BC Contested Estates-Power of Attorney Must Account

Trevor Todd and Jackson Todd have practiced contested estate law for over sixty combined years, including financial abuse by a power of attorney.

This blog is about forcing a power of attorney who subsequently becomes the executor and trustee of an estate to account to the estate for monies handled during the course of acting as power of attorney.

The problem arises in  a common scenario when the power of attorney is the same person as the executor trustee.

The courts have held that there cannot be a true accounting as between the attorney and the estate trustee, as they are one and the same person.

In Brown v. Brown , 2011 BCSC 649 at paragraphs 114 – 116 sets out the following:

114) . In Harris v. Rudolph 2004 OJ No.2754 at paragraph 33 summarize the attorney’s duty to account as follows:

Following the grant of a power of attorney, the attorney has a duty to account for all transactions which he or she undertakes for the grantor. The attorney is the one who has the information. An estate trustee stands in the shoes of the grantor for the enforcement of the duty owed by the attorney as agent to the deceased as principal. There is a duty on the attorney to keep accounts and be ready upon request to produce those accounts. It is an ongoing obligation and should not be considered an imposition on the attorney if he or she has failed in that duty over a long period of time.

Also see Roger Estate v . Leung 2001 0J No. 2171 at paragraph 10.

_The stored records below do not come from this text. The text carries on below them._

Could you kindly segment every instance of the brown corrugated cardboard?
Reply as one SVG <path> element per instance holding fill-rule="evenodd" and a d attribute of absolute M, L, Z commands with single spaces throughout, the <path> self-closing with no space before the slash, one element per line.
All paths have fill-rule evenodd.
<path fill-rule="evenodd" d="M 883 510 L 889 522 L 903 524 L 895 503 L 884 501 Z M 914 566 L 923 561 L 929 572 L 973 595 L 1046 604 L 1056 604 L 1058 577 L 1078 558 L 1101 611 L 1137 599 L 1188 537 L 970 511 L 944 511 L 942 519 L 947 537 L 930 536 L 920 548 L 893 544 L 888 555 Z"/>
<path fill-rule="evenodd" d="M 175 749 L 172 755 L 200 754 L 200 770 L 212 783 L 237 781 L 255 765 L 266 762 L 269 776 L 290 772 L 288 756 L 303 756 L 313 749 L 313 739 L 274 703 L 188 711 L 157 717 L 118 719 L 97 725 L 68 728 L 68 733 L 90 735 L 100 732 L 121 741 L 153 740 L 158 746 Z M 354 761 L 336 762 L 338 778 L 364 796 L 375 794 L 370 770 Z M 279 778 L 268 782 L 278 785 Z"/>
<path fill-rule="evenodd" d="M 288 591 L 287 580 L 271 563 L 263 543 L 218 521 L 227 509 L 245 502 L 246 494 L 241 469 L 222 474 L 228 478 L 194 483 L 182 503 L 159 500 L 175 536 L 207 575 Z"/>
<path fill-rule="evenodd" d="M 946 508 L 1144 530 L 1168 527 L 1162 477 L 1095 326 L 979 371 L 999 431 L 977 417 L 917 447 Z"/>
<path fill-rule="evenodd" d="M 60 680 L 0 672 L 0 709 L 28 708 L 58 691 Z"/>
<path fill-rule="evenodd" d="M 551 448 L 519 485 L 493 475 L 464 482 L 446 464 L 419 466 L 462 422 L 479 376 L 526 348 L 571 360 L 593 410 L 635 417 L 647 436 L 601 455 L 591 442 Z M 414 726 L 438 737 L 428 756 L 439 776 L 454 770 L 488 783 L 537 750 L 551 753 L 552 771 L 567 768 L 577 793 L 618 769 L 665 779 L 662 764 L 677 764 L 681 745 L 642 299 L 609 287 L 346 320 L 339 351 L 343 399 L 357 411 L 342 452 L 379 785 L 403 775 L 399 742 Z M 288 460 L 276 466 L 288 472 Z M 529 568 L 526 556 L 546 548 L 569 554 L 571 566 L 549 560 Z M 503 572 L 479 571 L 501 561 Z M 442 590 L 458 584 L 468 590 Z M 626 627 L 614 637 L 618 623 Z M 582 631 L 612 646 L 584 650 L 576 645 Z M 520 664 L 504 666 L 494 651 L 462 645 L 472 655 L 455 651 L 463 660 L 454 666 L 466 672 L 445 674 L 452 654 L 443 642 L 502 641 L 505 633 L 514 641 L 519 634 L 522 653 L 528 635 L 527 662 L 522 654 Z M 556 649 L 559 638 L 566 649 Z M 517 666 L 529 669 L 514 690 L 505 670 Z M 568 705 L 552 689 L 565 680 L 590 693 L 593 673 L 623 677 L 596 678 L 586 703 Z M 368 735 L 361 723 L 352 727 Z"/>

In Ontario, there is a line of jurisprudence, holding that following the death of the grantor, and were the attorney in the estate trustee are one of the same person, there can be no true accounting as between the attorney in the estate trustee. As a result, courts in Ontario have permitted beneficiaries and others in the circumstances to seek leave as any other person under their rules, to apply to the court for a passing of the attorneys accounts for the period the attorney acted prior to the grantor’s death. De Zorzi Estate v Read 2008 ETR (3d) 318 Ont. S.C.